Un patrimoine millénaire révélé : les marionnettes d’ombres à l’honneur à la tour Azadi

La cérémonie de dévoilement des ouvrages artistiques Les Ombres de l’imaginaire et Œuvres choisies de la collection culturelle et artistique de la tour Azadi, ainsi que l’inauguration du Musée des marionnettes d’ombres de la tour Azadi, ont eu lieu récemment.

Le Musée des marionnettes d’ombres de la tour Azadi présente pour la première fois, sous la forme d’un musée indépendant, une collection précieuse de marionnettes d’ombres historiques. Introduites en Iran il y a environ cinquante ans à la suite d’un événement international, ces marionnettes proviennent de pays tels que la Chine, l’Inde, le Japon, la Thaïlande, l’Indonésie, le Cambodge et la Birmanie. Certaines de ces œuvres ont entre 300 et 400 ans d’ancienneté, tandis que les récits qu’elles mettent en scène trouvent leurs racines dans des histoires vieilles de plus de deux mille ans.

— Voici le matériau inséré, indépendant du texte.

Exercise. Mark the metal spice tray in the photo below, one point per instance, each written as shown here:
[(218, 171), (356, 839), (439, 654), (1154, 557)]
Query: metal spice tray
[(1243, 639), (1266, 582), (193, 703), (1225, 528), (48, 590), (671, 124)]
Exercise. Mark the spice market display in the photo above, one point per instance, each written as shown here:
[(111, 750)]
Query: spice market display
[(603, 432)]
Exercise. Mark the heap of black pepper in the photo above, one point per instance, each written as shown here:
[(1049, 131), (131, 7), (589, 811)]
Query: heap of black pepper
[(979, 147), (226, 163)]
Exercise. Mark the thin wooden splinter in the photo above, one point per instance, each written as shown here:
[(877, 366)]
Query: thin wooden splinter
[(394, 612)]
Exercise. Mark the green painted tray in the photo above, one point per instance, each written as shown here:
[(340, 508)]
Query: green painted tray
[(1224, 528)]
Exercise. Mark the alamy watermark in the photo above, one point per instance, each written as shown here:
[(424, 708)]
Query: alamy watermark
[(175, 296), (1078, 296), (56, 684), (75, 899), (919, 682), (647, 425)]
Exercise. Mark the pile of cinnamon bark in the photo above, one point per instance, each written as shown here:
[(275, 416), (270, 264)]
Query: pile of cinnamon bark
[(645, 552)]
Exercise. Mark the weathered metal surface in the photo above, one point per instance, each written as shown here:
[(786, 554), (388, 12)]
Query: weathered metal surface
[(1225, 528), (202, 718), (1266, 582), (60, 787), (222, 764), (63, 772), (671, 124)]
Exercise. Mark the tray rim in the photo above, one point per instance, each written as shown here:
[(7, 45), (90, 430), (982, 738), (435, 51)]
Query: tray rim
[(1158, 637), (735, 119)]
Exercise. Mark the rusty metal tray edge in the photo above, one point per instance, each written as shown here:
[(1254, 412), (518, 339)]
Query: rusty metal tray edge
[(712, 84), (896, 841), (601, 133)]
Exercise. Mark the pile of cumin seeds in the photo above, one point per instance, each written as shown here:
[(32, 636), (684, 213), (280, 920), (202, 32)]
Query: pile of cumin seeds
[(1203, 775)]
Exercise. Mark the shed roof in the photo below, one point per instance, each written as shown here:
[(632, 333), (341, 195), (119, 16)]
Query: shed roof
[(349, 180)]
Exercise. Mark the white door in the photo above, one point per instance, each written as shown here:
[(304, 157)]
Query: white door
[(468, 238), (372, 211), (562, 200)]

Réalisées avec une finesse exceptionnelle par sculpture et découpe de peaux tannées de chèvre, de daim, de mouton et de rhinocéros, puis ornées de pigments naturels et minéraux, ces marionnettes prenaient vie lors de spectacles d’ombres, derrière un écran et face à une source lumineuse, afin de raconter des récits épiques, religieux, culturels, mais aussi sociaux et critiques.

L’ouvrage Les Ombres de l’imaginaire est consacré à la présentation et à la documentation de la collection de marionnettes d’ombres de la Fondation Rudaki. Il comprend 182 marionnettes historiques datant de plus de cent cinquante ans. Parmi celles-ci, 64 marionnettes sélectionnées sont exposées pour la première fois au public au Musée des marionnettes d’ombres de la tour Azadi.

Adoptant une approche scientifique fondée sur la géographie culturelle, cette collection met en lumière une part essentielle du patrimoine ancestral de l’art du théâtre d’ombres en Asie.

Par ailleurs, le livre Œuvres choisies de la collection culturelle et artistique de la tour Azadi réunit une sélection d’œuvres majeures issues du fonds de ce complexe culturel. Il a été publié dans le but de documenter les activités artistiques menées et de présenter les capacités créatives des artistes. À l’occasion de la parution de cet ouvrage, les œuvres sélectionnées ont été exposées simultanément dans les galeries de la tour Azadi.

Lors de la cérémonie d’inauguration du musée, Mohammad Mehdi Ahmadi, chef par intérim du vice-ministère des Affaires artistiques du ministère de la Culture et de l’Orientation islamique, a souligné, en évoquant les dimensions épiques et rituelles des marionnettes d’ombres, l’importance des échanges culturels. Il a proposé d’inviter, après les vacances de janvier, des responsables de l’ambassade de l’Inde à visiter cette collection.

Aydin Mehdi-Zadeh, directeur général des arts visuels, a pour sa part rappelé que ces œuvres avaient été transférées il y a environ vingt ans dans les réserves de la tour Azadi sans qu’aucune étude approfondie ne leur soit consacrée. Il a indiqué qu’à la suite de l’établissement de relations avec l’Association d’amitié Iran–Inde, il est prévu d’organiser, après les vacances de janvier, des événements et des programmes spécifiques autour de cette collection exceptionnelle.

Cette collection est susceptible d’avoir un impact profond sur le domaine des arts du spectacle et mérite d’être présentée non seulement en Iran, mais également à travers des tournées d’expositions à l’échelle internationale.

Le Musée des marionnettes d’ombres de la tour Azadi a été inauguré dans le but de préserver, de faire connaître et de créer un lien entre le passé et l’avenir de l’un des plus anciens arts du spectacle au monde, enrichissant ainsi les espaces culturels de ce symbole national.